I’ve written briefly before about how my hometown of Covington, GA has played host to Hollywood productions for nearly six decades. Currently, The Vampire Diaries films here, and the show has brought with it a unique brand of tourism. A local couple takes Vampire Diaries fans on tours, and fans camp out to watch hours upon hours of filming around town. The cult nature of the show lends a kitschy vibe to the cottage industry it has produced in Covington.
Our local Chamber of Commerce recently debuted an ad spoofing the vampire culture in Covington at a baseball tournament that took place here in town. The ad features a vampire who takes a mother and daughter on a tour of Covington. More importantly, it features many of our town’s beautiful sites. It’s clever, funny, and well made (other than the vampire’s ridiculous accent) – no sane person would take it for anything other than a spoof.

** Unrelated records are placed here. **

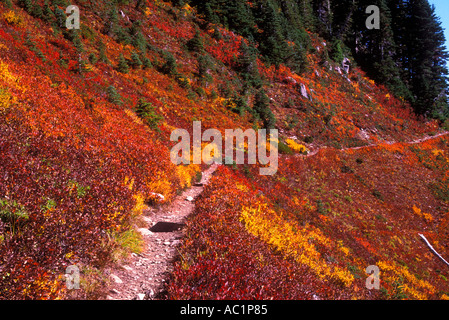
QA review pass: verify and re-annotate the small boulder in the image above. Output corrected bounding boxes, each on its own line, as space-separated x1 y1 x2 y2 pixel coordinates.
137 228 153 237
342 58 351 73
300 83 308 99
110 274 123 284
149 192 165 202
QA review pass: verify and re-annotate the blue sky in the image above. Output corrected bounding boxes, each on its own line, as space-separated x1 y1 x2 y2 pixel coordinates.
429 0 449 53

And then there’s Kyle Mooty, editor of the Enterprise Ledger in Enterprise, AL. Mooty got his undies in a bunch over the ad, and he expresses his ridiculous indignation in an editorial with the sensational (and stupid) headline, Covington, Ga., Where Killing is Promoted. Mr. No-Humor Mooty writes:
Not that Covington’s Chamber of Commerce was planning on rolling out the red carpet for me anytime soon anyway, but the video has scared me away from that town forever. No, the lame-acting vampire who stalks a mother and daughter and eventually consumes (we are led to believe) the mother, hardly scared me, it was the fact that some higher-ups in the town actually approved the video to be used as a promotional tool for the town. Who wants to be in a town with leadership that careless?

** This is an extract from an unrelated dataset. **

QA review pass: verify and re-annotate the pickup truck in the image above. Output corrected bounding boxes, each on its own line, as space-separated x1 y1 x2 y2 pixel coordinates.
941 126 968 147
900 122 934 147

It would be akin to Brentwood, Calif., showing the chase of O.J. Simpson in his buddy’s Bronco as a promotional tool for that Los Angeles suburb.
Let’s go ahead and have Cincinnati promote the fact that Charles Manson was born there, Chicago promote that O’Hare is considered the most dangerous airport in the U.S., or Pinos Altos, N.M., promote the fact that one of its residents was killed by a mountain lion in 2008. Oh boy, Mom, let’s go hiking in Pinos Altos. While we’re at it, let’s see a commercial for the Big Apple telling us to visit New York City, the best possible place in the U.S. to catch the flu. Or St. Louis, which can say it’s only a short drive across the Mississippi River Bridge away from East St. Louis, Ill., considered by many as the worst town in America.
News flash, Kyle: Vampires don’t exist! All the other examples you mentioned are terrible events that took place in the real world, but a television series about vampires doesn’t quite touch them.